International development funds redirected to Ukrainian refugees in Denmark
Denmark has officially designated Ukraine as a ‘neighbouring area’, freeing up another 2 billion kroner to support Ukrainian refugees on Danish soil. The funds will be sourced from the development aid budget that currently benefits Mali, Bangladesh, Burkina Faso and Syria – among others. This is “standard practice”, according to the development minister, Flemming Møller Mortensen. “Denmark has become a neighbour of a country at war. That is why we have a special responsibility to help,” he said.

Massive American warships in Nordhavn are totally normal
Since Monday, two US destroyer – named Donald Cook and The Sullivans – have been moored in Nordhavn, Copenhagen. According to the captain of the Donald Cook, Matthew Curnen, their presence of the warships has nothing to do with the war in Ukraine and is a “planned, routine event”. Likewise, the defence minister, Morten Bødskov, commented that “there is nothing unusual about it” in response to rumours that they are a show of strength and a deterrent to Russia.

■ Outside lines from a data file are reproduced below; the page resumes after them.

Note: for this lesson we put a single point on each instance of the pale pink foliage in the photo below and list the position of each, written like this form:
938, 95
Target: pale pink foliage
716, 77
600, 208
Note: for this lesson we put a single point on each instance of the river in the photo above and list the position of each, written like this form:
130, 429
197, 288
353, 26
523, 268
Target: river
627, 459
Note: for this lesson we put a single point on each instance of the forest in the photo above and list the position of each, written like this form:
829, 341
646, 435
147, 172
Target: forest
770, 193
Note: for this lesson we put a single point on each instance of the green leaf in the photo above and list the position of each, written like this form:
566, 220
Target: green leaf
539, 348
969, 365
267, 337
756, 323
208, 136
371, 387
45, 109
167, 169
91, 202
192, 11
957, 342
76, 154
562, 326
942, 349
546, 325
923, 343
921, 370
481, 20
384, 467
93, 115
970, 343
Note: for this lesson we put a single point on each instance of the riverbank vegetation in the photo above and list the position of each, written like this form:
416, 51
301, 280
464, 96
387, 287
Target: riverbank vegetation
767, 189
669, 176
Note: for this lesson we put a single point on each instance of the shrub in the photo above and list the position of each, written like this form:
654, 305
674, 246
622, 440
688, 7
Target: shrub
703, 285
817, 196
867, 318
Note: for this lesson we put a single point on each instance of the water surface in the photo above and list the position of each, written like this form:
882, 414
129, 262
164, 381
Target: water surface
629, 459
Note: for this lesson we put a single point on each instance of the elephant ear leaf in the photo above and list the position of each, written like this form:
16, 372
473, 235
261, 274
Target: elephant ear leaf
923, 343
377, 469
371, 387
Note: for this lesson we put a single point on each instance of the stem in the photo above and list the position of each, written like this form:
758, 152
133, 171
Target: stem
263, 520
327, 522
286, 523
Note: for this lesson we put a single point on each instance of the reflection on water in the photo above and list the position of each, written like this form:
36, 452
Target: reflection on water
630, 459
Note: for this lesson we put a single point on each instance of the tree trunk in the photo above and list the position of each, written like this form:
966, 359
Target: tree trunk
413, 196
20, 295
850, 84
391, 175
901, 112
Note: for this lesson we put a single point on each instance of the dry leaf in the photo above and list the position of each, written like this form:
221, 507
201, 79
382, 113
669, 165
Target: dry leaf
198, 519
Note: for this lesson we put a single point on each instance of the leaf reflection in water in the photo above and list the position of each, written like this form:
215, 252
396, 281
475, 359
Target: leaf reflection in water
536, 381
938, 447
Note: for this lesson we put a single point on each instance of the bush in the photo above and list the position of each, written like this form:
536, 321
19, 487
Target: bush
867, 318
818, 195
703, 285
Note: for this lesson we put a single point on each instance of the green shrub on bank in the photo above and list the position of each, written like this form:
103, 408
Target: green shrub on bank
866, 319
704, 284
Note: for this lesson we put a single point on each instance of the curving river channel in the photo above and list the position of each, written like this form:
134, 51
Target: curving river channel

Kuwait man banned from making large donations to Danish mosques
Rashed Bin Saad Rashed Alolaimi from Kuwait has become the first person to be banned by the Danish Immigration Service from donating over 10,000 kroner to mosques in Denmark. The immigration and integration minister, Mattias Tesfaye, cautioned against naivety: “People don’t donate large sums to religious activities in Denmark ‘for fun’. Donations from anti-democratic forces must be stopped before they succeed in creating division and hatred in Denmark.”